Death subjects man to an ordeal through which countless millions have passed, but which none can explain. No wonder that nature trembles before it. Reason justifies the fear; religion never makes light of it; and he who does, instead of ranking with heroes, can hardly deserve to rank with a brute.
It teaches us that a believer’s death is the departure from defiling corruptions into perfect purity; from heart-sinking sorrows into perfect joy; from entangling persecutions into everlasting freedom ; from distressing persecutions into full rest; from pinching wants into universal supplies; from distracting fears into highest security; from deluding shadows into substantial good. If this be, as it must assuredly be, the message of Christ to our hearts as we stand by the open grave, how serious a thing it is for any religious system calling itself Christian to oppose such a precious truth. And yet this is precisely what the Church of Rome does. She claims to be exclusively the one true Church of Christ, and advances as a doctrine to be held on peril of everlasting damnation the entry of the righteous at death into a flaming Purgatory. She indefinitely delays the entrance of the believer into the joys of Paradise, and makes merchandise of the miseries which she alleges the believer is enduring.
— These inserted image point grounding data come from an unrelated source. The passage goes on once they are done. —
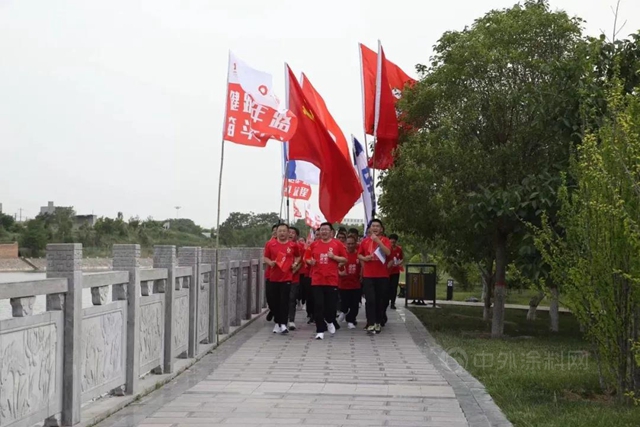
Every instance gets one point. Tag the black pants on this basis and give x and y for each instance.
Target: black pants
(325, 299)
(350, 303)
(293, 299)
(376, 291)
(305, 283)
(279, 304)
(394, 281)
(269, 294)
Let us look at this doctrine of Purgatory in its origin and development.
1—Purgatory is a Pagan, and Not a Christian, Conception.
You will search in vain for anything like it in the Scriptures, or in the primitive writers of Christianity. For the origin of horrors of Purgatory the pages of heathen poets like Virgil must be consulted. In their imaginings-of the life after death you will find the miseries of those who pass hence fully in accordance with medieval Roman teaching. Like so many of the doctrines and practices that are peculiar to the Roman Church, Purgatory finds its source in the darkness of heathendom and in that vain effort to “make merit” which is common to the religions of Pagan and Papal Rome.
2—Purgatory Was Developed as a Doctrine and Promulgated in the Middle Ages, and Not in the Days of Primitive Purity.
This tenet finds no advocate among the early Christian writers. Its first cautious sponsor is said to be Pope Gregory, whose Pontificate closed the sixth century of the Roman Church’s history; although it should be added that there is some doubt as to whether the work in which the doctrine is advanced is really his. As we advance farther into the spiritual night of the Dark Ages, so the old idea of giving thanks to God for the bright example of brave Christians, was the primitive practice, is left behind, and prayers for the dead are substituted. At last the belief in such prayers was everywhere held, and its inevitable corollary, Purgatory, was officially taught.
Here is the formal language of the Creed of Pius IV.: “I constantly believe that there is a Purgatory, and that the souls confined therein are helped by the suffrages of the faithful.”
And here are some further words which have the seal of the Roman Church on them: “There is a purgatorial fire, tormented in which the souls of the pious make expiation for a certain period, that an entrance may be opened for them into that eternal country where nothing that defileth can enter.”
3—And for Whom is This Place of Torment Intended?
Does the Roman Church offer, as many foolishly suppose, a “second chance” to those who are careless about their spiritual state here? By no means. For the Romanist who dies “in mortal sin” there is no hope. For the Protestant who refuses to submit to the Roman Church there is nothing but eternal hell. Purgatory is not for such. It is, as you have seen from what I have said, for “the souls of the pious.” It always seems to me a ghastly caricature of Christianity that confronts one on entering a Roman Catholic Church. “Of your charity,” the notices run, “pray for the soul of” such a person, it may be a Pope or a cardinal, or a priest, or the superior of a convent, who died fortified by the last rites of the Church. Purgatory is, you see, for good Romanists, not for the unconverted or the wicked. At the dying bed of the poor Romanist the priest attends with his holy oils, his prayers, his last absolutions; there is much ritual and ceremonial.
But what a mockery it all appears when one remembers that its utmost value is to set the departing soul on its way to terrors which are, so a great Roman theologian asserts, as awful as hell, only not eternal! I will not detain you by examining the few texts in the Old and New Testaments upon which this dogma is said to rest. It is-sufficient to say that they have no real bearing upon the matter of the state of the departed, and the more serious and learned of Roman Catholic controversialists have abandoned them as proofs. Nor does the apocryphal passage from the 2d Maccabees help the Roman Church. Indeed, it cuts clean against her teaching, for the persons on whose behalf she asserts (as I think wrongly) that Judas Maccabeus prayed for died in mortal sin, the sin of idolatry.